**QUESTIONS: (3marks each)**
**Q1**. A coin placed at the bottom of a tank appears to be raised when water is poured into it. Explain.

**Q2**. A 5 cm tall object is placed perpendicular to the principal axis of a convex lens of focal- length 20 cm. The distance of the object from the len is 30 cm. Find the:

(i) position

(ii) nature

(iii) size of the image formed.

**Q3**. (a) Write two rules of the new Cartesian sign conventions for spherical mirrors.

(b) Trace the path of the reflected ray by drawing a figure if it passes from centre of curvature of a concave mirror.

**Q4**. Design an activity using concave mirror to prove that it s converging in nature. Also state a method to find its rough focal length.

**Q5**. 4.5 cm needle is placed 12 cm away from a convex mirror of focal length 15 cm. Give the location of image and magnification. Describe what happens to the image as the needle is moved farther from the mirror.

**Q6**. Rohit placed a pencil perpendicular to principal axis in front of a converging mirror of focal length 30 cm. The image formed is twice the size of the pencil. Calculate the distance of the object from the mirror.

**Q7**. Define magnification produced by a spherical mirror in terms of height of a object and image. How is it related to object and image distance? Explain why magnification is positive for virtual image and negative for real image?

**Q8**. An object is placed at a distance of 25 cm away from a converging mirror of focal length 20 cm. Discus the effect on the nature and position of the image if the position of the object changes from 25 cm to 15 cm. Justify your answer without using mirror formula.

**Q9**. Write one similarity and one dissimilarity between image formed by pane mirror and convex mirror.

**Q10**. (a) State Snell’s law of refraction.

(b) When a ray of light travelling in air enters obliquely into a glass slab, it is observed that the light ray emerges parallel to the incident ray but it is shifted sideways slightly. Draw a ray diagram to illustrate it.

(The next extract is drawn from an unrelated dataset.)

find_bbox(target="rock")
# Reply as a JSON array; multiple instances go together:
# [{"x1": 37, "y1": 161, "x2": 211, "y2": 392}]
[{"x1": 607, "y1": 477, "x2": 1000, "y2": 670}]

**Q11**. A 5cm tall object is placed perpendicular to the principal axis of a convex lens of focal length10 cm. The distance of the object from the lens is 15 cm. Find the nature, position and size of the image. Also find its magnification.

**Q12**. One half of a convex lens is covered with a black paper.

(a) Show the formation of image of an object placed at 2F1, of such covered lens with the help of ray diagram. Mention the position and nature of image.

(b) Draw the ray diagram for same object at same position in front of the same lens, but now uncovered. Will there be any difference in the image obtained in the two cases? Give reason for your answer.

**Q13**. (a) The refractive index of Ruby is 1.71. What is meant by this statement?

(b) The refractive index of some medium are given below:

Crown glass - 1.52

Water - 1.33

Sapphire - 1.77

In which of the medium is the speed of light

(i) maximum

(ii) minimum
(c) Calculate speed of light in sapphire.

**Q14**. A 10 cm tall object is placed perpendicular to the principal axis of a convex lens of focal length 30 cm. The distance of the object from the lens is 20 cm. Find the:

(a) Position

(b) Nature

(c) Size of the image formed.

**Q15**. Draw a ray diagram to show refraction of light through a glass slab and label on it the following:

(i) Incident ray

(ii) Refracted ray

(iii) Emergent ray

(iv) Lateral shift (displacement)

**Q16**. If the image formed by mirror for all positions of the object placed in front of it is always virtual and diminished, state the type of the mirror. Draw a ray diagram in support of your answer. Where are such mirrors commonly used and why?

**Q17**. A 6 cm object is placed perpendicular to the principal axis of a convex lens of focal length 15 cm. The distance of the object from the lens is 10 cm. Find the position, size and nature of the mage formed, using the lens formula.